As Zach continued to progress, sports and athletics also played a large role in his rehabilitation. In 2012, just two years after his injury, Zach competed in the Marine Corps Marathon, finishing in the top 10. He ran the Marathon again in 2016 and once again, was one of the first runners to cross the finish line. In both marathons, Zach had minimal to no training on race day. He realized then that if he dedicated more time to training, with his natural ability, he could excel.  

Zach set his sights on competing in an Ironman. Having no swimming experience since his injury, he knew it would be a challenge. “I had to teach myself how to swim again,” he remembers, “And then I had to teach myself how to swim fast.” The Fund was with him to help him meet his athletic goals. They covered the cost of his entrance fees and provided a racing wheelchair and racing tires for his handcycle. Zach went on to complete the Ironman with an excellent time. He is the only handcycling athlete to have ever completed that course.  

Today, Zach continues to compete--now focusing on sprint races.

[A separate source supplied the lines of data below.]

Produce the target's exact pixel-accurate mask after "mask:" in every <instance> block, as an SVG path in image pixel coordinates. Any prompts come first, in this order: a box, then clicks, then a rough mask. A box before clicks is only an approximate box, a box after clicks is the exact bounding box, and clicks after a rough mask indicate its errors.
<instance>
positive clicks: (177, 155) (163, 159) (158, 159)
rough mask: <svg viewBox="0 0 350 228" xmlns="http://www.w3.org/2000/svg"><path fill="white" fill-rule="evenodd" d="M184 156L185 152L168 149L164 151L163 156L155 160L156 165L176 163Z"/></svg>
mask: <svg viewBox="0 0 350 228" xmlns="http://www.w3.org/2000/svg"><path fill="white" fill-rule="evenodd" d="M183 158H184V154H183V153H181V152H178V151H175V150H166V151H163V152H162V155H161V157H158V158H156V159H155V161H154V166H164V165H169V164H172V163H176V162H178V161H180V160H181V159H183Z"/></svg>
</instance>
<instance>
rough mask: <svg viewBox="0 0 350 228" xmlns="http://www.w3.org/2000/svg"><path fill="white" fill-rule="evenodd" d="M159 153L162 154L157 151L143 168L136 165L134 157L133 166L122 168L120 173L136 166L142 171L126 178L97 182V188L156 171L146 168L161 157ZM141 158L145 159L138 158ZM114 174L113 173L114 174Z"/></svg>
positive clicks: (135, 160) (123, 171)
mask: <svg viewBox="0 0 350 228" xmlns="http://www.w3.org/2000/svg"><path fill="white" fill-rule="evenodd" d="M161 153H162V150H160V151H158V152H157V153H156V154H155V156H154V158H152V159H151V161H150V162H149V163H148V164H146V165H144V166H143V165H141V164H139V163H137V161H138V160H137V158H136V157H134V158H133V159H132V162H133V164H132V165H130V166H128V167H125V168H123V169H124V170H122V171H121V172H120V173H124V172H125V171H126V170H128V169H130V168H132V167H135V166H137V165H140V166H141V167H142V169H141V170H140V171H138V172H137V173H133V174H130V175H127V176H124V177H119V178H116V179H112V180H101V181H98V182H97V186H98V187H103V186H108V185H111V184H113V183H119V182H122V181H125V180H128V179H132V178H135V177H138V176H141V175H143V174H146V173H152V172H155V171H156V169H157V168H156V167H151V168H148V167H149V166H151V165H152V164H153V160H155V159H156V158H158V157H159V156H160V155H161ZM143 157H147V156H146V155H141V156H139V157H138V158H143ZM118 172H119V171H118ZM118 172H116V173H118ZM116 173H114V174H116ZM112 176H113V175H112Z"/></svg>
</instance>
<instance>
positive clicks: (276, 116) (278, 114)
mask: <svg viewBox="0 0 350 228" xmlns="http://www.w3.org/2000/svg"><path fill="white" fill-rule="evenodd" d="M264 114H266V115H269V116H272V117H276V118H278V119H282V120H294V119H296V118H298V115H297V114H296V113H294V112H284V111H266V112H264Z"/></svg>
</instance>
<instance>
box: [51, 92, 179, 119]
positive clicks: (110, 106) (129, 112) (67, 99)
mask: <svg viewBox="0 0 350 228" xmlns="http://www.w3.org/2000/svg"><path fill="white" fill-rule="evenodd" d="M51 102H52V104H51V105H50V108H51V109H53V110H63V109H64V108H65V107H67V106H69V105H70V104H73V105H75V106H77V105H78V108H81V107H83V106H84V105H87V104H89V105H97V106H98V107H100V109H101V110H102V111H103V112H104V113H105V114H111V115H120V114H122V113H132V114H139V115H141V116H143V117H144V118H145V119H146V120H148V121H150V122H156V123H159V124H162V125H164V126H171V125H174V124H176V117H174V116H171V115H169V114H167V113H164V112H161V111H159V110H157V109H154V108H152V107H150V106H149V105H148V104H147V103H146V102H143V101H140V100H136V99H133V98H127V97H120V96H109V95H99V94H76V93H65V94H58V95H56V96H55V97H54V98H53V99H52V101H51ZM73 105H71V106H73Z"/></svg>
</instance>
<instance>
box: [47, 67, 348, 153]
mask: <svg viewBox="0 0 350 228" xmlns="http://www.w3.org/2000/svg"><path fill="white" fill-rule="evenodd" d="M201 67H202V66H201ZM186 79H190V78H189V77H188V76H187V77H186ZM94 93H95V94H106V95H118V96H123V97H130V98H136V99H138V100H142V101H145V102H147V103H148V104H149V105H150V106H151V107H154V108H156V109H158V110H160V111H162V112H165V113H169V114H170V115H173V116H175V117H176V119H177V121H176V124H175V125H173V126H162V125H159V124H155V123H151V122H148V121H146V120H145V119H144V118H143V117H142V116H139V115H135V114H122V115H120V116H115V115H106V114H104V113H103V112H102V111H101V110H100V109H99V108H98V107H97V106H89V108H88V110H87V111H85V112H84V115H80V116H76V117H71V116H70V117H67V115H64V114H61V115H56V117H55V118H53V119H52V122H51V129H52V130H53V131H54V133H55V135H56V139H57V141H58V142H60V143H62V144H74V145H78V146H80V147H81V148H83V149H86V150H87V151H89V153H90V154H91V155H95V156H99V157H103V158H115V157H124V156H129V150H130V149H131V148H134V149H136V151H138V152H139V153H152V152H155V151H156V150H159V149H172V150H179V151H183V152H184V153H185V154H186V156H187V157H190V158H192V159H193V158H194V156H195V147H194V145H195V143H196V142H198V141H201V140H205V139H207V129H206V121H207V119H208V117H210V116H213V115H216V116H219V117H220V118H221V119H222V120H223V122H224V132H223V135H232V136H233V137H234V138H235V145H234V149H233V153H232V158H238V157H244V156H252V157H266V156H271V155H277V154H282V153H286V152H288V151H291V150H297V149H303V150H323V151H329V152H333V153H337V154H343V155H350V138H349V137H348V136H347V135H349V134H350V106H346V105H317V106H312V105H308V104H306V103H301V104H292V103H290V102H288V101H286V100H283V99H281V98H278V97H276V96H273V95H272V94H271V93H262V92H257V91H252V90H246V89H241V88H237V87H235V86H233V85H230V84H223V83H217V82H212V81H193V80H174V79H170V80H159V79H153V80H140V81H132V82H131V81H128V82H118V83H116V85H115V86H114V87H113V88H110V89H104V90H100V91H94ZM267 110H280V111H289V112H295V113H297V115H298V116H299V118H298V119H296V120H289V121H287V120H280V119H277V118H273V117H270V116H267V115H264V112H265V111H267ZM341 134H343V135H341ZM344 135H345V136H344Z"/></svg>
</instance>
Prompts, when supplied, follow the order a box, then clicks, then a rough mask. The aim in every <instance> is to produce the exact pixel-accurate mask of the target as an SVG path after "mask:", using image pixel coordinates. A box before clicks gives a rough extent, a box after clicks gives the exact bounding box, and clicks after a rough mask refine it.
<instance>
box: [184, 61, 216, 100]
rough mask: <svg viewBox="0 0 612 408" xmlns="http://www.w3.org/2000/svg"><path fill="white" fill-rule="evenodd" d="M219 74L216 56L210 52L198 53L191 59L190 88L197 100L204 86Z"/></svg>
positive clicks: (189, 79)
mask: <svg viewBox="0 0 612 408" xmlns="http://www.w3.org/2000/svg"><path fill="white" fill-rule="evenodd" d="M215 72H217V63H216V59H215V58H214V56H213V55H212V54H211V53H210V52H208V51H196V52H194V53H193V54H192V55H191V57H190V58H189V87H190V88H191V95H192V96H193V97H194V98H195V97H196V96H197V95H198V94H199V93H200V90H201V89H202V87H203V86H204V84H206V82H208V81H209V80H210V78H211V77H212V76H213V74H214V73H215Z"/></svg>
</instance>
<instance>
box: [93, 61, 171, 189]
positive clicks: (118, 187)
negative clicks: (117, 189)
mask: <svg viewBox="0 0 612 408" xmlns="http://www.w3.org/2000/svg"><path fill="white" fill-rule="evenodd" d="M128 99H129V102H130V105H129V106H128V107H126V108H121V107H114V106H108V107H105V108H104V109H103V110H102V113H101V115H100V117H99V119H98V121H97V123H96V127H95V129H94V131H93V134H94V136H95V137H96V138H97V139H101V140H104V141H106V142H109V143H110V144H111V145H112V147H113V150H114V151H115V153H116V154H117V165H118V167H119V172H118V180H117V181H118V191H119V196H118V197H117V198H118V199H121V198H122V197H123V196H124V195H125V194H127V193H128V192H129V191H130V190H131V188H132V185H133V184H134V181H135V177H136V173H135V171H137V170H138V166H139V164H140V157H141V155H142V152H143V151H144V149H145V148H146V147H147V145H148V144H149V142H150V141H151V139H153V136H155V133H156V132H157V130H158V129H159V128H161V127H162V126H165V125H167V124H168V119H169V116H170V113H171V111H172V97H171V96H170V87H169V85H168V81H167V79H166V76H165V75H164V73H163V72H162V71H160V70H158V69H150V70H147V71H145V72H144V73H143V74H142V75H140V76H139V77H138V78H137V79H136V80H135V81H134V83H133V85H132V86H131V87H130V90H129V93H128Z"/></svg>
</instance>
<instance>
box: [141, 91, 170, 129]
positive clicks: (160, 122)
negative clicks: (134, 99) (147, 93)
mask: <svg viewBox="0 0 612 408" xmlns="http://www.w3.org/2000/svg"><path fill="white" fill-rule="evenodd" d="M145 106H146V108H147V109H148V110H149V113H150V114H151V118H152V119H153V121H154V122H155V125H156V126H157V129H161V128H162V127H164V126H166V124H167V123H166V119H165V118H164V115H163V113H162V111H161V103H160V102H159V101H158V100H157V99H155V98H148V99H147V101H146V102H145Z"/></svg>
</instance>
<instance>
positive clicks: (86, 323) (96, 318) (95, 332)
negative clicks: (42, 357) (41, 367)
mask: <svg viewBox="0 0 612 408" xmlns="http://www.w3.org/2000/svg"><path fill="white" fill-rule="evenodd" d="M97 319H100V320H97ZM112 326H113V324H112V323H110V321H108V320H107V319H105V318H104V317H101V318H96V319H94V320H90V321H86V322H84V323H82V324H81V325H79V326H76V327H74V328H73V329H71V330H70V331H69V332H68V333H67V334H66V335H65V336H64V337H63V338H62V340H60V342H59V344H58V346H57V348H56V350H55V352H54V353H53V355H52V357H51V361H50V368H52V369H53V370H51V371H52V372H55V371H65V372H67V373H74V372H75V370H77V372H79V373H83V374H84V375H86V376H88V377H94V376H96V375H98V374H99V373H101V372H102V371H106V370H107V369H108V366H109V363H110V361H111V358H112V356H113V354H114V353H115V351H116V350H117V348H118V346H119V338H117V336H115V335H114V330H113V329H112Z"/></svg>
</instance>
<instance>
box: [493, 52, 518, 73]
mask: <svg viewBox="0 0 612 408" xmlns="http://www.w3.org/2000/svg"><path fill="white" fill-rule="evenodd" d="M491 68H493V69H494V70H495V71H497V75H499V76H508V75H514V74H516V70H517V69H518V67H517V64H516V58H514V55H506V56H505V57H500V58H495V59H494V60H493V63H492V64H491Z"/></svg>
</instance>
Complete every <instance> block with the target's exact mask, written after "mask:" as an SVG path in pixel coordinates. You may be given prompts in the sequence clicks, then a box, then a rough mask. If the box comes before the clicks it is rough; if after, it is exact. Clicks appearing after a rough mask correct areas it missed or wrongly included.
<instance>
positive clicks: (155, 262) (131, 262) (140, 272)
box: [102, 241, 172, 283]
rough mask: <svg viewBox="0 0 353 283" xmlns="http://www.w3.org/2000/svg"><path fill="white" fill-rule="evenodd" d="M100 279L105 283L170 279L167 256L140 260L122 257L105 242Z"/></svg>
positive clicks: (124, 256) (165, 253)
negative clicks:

Dawn recently joined his family to cheer him on when he won the 2021 Paratriathlon Nationals. “We just refer to him as the National Champion now,” Dawn laughs.   

Although he has competed and excelled in a number of races, Zach says his biggest accomplishment is his family. Tesa has been his biggest cheerleader from the start, and their two daughters, Olivia and Rylee, travel to most races to cheer on their father. Olivia attended The Fund's summer camp. "She hasn't been happy with a camp since," Zach said, "It's the gold standard."

For The Fund, it has been a gift to cheer Zach and his family on over the years.